The lifelong singer/songwriter, saxophonist, guitarist and producer with a five-decade career has well-earned the “Living Legend” designation bestowed on him by Australian Rolling Stone. Luminaries such as Elvis Costello, John Denver and Frankie Miller have recorded his songs and with The Black Sorrows alone, Camilleri has toured Australia relentlessly, played to sold out audiences across Europe, racked up 18 ARIA nominations, two ARIA awards and has sold well over two million albums.
The honours continue for Camilleri’s newest album with The Black Sorrows: Most recently, Saint Georges Road has parked at #1 on the ARIA Jazz and Blues Album chart and the 11-track collection has also hit #1 on the iTunes Australian Rock Albums Chart, the iTunes Australian Albums Chart and #2 on the Australian Blues and Roots Airplay Chart — all since its September 2021 release.

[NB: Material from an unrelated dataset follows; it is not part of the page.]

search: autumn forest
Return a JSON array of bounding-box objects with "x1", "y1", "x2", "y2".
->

After releasing an impressive repertoire of hits that have become staples on Australian radio and beyond, Camilleri felt obliged to keep the creative bar high for the Sorrows’ latest effort. He brought the new batch of songs he co-wrote with his long-time collaborator Nick Smith to Peter Solley, the Grammy-nominated producer who helmed Camilleri’s breakthrough project with his band Jo Jo Zep and The Falcons in 1979 that gave him his first two top 40 hits.

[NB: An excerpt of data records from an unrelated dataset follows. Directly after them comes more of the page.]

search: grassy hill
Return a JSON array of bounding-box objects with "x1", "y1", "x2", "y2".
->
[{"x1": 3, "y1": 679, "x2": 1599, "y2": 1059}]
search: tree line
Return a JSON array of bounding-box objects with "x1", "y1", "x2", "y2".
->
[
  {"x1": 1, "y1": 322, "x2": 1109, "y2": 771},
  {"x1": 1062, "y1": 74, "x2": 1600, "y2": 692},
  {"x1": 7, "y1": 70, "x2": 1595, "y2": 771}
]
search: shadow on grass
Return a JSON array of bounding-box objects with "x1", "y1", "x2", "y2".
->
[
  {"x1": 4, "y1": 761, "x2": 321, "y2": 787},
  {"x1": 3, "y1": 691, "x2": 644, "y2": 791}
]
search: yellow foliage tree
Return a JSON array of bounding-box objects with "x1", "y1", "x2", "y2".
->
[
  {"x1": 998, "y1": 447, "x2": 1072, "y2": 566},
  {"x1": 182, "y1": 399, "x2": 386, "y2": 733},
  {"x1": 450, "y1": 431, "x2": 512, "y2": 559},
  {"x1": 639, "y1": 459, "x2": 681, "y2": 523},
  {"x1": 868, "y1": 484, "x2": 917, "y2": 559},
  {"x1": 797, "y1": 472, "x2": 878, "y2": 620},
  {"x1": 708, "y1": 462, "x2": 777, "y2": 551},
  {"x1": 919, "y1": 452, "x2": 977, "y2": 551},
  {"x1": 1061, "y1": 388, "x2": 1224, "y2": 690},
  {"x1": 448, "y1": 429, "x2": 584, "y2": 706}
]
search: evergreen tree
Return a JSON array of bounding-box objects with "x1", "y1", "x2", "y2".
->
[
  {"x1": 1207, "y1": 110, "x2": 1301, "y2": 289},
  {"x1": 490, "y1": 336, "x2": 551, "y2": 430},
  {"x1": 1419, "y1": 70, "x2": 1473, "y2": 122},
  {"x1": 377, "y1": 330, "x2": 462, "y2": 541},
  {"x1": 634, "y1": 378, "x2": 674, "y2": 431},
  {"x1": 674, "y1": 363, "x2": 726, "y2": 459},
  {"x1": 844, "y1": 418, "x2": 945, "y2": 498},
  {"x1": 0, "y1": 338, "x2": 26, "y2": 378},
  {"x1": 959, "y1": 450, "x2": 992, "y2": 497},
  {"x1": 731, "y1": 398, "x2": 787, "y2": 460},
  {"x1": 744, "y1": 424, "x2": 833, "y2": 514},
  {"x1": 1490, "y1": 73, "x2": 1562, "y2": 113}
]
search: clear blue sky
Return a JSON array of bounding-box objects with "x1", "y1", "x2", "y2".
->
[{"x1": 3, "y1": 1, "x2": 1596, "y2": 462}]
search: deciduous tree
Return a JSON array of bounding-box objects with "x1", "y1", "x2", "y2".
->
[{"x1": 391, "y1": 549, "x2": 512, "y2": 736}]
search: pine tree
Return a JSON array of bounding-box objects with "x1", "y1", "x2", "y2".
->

Before they embarked on the project, Solley asked Camilleri one question: “What kind of record do you want to make?”
“A good one,” Camilleri replied.
Numbers and sales figures don’t mean as much to the seemingly ageless Camilleri as does making music that’s timeless.
“This album is a testament to Joe Camilleri’s long-lasting career and his burning desire to keep working at his craft. The album shows the power of love and inspiration that spans 40 years of our lives,” says Solley, who also adds his Hammond B3 and keyboards to the record. “I’m sure, Saint Georges Road will inspire Joe’s fans as well.”

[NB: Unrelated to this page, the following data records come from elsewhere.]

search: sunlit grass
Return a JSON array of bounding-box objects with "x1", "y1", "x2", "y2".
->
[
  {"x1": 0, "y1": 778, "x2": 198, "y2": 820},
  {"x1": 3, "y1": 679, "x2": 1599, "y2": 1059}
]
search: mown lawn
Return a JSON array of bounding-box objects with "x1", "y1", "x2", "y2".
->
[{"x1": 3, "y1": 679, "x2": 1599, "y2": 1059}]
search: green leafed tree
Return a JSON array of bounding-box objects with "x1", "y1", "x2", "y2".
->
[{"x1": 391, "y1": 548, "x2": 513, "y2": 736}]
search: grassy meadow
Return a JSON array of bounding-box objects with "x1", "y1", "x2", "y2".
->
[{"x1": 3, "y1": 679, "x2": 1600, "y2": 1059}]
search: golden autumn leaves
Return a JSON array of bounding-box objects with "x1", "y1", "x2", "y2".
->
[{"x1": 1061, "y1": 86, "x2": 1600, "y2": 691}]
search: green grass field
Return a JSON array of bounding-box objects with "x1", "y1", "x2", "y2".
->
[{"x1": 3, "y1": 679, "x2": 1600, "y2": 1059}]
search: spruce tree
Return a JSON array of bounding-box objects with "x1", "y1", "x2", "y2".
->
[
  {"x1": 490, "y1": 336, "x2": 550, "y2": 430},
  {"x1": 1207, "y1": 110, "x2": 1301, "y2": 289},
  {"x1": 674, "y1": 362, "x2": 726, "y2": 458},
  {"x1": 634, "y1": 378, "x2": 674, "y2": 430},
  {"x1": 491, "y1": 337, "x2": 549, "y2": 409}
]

Reflecting back to the final listening session as he completed the album with Solley, Camilleri recalls a profound moment. “We were two like-minded souls coming together for what could be the last time. We knew we had something special. A record that was a culmination of everything I’d done before and probably the best record I’ve made.”
The following day Peter Solley headed back to his home in the US. The day after that, Australia’s borders were shut as the global pandemic took hold. A fitting wrap on the latest project for an artist and his band that have always been right on time with their music.
The Black Sorrows’ “Revolutionary Blues” and Saint Georges Road are available now.